The Bhopal Gas Tragedy was the country’s first big industrial catastrophe. More than 15,000 people were found dead and 600,000 people were harmed by at least 30 tonnes of methyl isocyanate gas. The Bhopal gas tragedy is regarded as the greatest industrial disaster in history.
The Bhopal Gas Tragedy occurred after a gas leak at the Union Carbide pesticide facility on the night of December 2-3, 1984. Methylisocyanate gas was released, killing many individuals and exposing a lot more.
Water was suspected to have entered a side pipe and into Tank E610 during the late evening hours of December 2, 1984. Tank E610 housed the 42 tonnes of MIC that had been there since late October. When the water got added to the tank, it triggered a runaway exothermic reaction. The reaction was amplified by pollutants, high ambient temperatures, and a variety of other conditions, including the presence of iron from corroding pipelines.
Although the pressure in tank E610 was minimal at 2 psi(Pound-force per square inch) at 10:30 p.m., it had risen to 10 psi by 11 p.m. The reading was said to be faulty by two senior staff. Workers in the MIC area began to feel the effects of MIC gas exposure by 11:30 p.m. and began looking for a leak. By 11:45 p.m., one had been discovered and reported to the MIC supervisor on duty at the time.
Pesticides are made from methyl isocyanate, a colorless liquid. When properly maintained, MIC is completely safe. When the compounds in MIC are exposed to water, they react with one another, creating a heat reaction. Although it is no longer manufactured, methyl isocyanate is still utilized in insecticides.
In 45 to 60 minutes, about 30 tonnes of MIC were released into the atmosphere from the tank. Within two hours, this amount rose to 40 tonnes. All the fumes were blowing towards Bhopal. The majority of city inhabitants became aware of the leak either by being exposed to the gas or by opening their doors to investigate the disturbance. Coughing, acute eye irritation, a sense of suffocation, burning in the respiratory system, stomach aches, and vomiting were the first symptoms of exposure. People who were awoken by these symptoms ran away from the plant. This worsened the situation. The more the people ran, the more they inhaled the toxic air.
The Indian government had never faced a calamity like this before. Following the disaster, legal actions between India, UCC, and the United States commenced. In March 1985, the government approved the Bhopal Gas Leak Act, allowing it to act as the legal advocate for victims. The UCC offered India a $5 million assistance fund, but the government rejected it and requested $3.3 billion instead. Union Carbide eventually agreed to pay $470 million in an out-of-court settlement in February 1989.
The Supreme Court of India also stated that the deceased’s relatives should get between Rs. 100,000 and Rs. 300,000. Furthermore, individuals who were wholly or partially incapacitated were to get Rs. 50,000-500,000. While those who had a brief injury were to receive Rs. 25,000-100,000. The Supreme Court ordered UCIL to fund a hospital in Bhopal to treat the tragedy’s victims. Seven former UCIL workers, all of whom were Indian citizens, were convicted of causing death by carelessness in June 2010 and sentenced to two years in jail. They were eventually released on bail.
Because methyl isocyanate gas is nearly twice as dense as air and hence has a propensity to fall toward the ground in an open setting, children and other inhabitants of shorter stature breathed larger quantities due to their height.

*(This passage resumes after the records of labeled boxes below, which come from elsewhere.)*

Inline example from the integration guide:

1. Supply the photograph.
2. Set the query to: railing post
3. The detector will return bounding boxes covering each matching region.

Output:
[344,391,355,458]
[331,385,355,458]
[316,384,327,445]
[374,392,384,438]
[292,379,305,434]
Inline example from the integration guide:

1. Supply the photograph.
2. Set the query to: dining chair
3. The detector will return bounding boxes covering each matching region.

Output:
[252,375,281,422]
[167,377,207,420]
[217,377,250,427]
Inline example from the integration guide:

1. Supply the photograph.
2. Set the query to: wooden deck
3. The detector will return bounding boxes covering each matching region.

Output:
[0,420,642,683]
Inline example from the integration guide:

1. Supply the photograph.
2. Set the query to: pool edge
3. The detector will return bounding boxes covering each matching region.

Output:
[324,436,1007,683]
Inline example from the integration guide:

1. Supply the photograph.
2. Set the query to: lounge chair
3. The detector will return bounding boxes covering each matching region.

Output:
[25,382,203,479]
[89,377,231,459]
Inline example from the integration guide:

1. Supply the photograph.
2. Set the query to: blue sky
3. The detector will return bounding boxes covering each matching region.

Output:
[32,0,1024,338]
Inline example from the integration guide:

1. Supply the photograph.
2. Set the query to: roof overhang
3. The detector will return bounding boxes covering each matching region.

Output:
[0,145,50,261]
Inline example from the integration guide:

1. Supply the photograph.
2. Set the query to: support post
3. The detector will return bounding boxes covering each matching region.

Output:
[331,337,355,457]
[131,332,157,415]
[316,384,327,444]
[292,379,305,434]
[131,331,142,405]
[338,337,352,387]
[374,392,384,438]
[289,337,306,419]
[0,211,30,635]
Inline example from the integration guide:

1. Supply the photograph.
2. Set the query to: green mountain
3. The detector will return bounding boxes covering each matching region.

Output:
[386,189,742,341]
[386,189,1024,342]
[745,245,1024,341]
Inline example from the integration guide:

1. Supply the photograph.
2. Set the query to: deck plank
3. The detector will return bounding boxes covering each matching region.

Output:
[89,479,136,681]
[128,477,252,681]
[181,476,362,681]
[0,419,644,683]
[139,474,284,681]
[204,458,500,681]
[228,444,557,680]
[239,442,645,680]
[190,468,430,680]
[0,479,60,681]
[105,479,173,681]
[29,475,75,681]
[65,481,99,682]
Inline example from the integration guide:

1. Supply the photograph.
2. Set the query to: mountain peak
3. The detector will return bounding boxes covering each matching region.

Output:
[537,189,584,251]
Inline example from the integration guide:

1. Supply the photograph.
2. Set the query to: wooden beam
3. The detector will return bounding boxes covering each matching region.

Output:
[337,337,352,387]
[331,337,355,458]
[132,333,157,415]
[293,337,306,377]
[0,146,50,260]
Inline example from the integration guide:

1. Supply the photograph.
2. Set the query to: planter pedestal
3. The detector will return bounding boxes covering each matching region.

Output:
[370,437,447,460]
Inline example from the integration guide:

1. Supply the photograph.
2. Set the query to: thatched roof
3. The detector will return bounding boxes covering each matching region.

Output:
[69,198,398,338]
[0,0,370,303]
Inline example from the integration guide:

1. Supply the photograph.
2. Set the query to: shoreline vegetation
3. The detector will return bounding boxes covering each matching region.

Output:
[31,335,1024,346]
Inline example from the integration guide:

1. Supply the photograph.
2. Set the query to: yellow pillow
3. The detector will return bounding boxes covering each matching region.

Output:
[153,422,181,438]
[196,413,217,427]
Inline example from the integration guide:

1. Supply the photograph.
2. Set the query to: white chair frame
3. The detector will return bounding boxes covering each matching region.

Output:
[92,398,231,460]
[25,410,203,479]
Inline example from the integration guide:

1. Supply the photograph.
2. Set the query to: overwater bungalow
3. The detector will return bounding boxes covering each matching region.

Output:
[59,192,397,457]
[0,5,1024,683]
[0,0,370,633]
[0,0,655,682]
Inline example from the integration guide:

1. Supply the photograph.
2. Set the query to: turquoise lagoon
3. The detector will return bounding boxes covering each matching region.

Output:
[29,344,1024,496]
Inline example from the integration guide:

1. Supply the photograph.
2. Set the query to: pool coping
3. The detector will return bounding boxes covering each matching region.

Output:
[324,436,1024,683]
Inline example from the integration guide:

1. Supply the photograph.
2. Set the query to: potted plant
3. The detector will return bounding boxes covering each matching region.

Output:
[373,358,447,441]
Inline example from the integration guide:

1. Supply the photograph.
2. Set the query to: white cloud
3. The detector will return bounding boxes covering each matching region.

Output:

The following are some of the long-term health impacts that have been studied and reported:
UCC began attempting to distance itself from the gas leak almost immediately after the accident. Its main strategy was to blame UCIL, claiming that the facility was controlled entirely by it.
The poisonous cloud had hardly dispersed when an American attorney filed the first multibillion-dollar lawsuit in a US court on December 7. UCC recognized moral responsibility and agreed to pay $470 million to the Indian government. This amount was disbursed among the victims in a complete and final settlement mediated by the Indian Supreme Court. UCC’s stock increased by $2 per share, or 7% when the settlement was announced.
UCC has tried to alter, conceal, and hide scientific facts at every point. The corporation has yet to reveal exactly what was in the poisonous fog that engulfed the city on that December night.
The events in Bhopal showed us that rapid industrialization in underdeveloped nations without keeping safety laws in mind may have disastrous repercussions. The incident illustrated how localized issues like industrial dangers and chemical pollution are frequently linked to global market forces.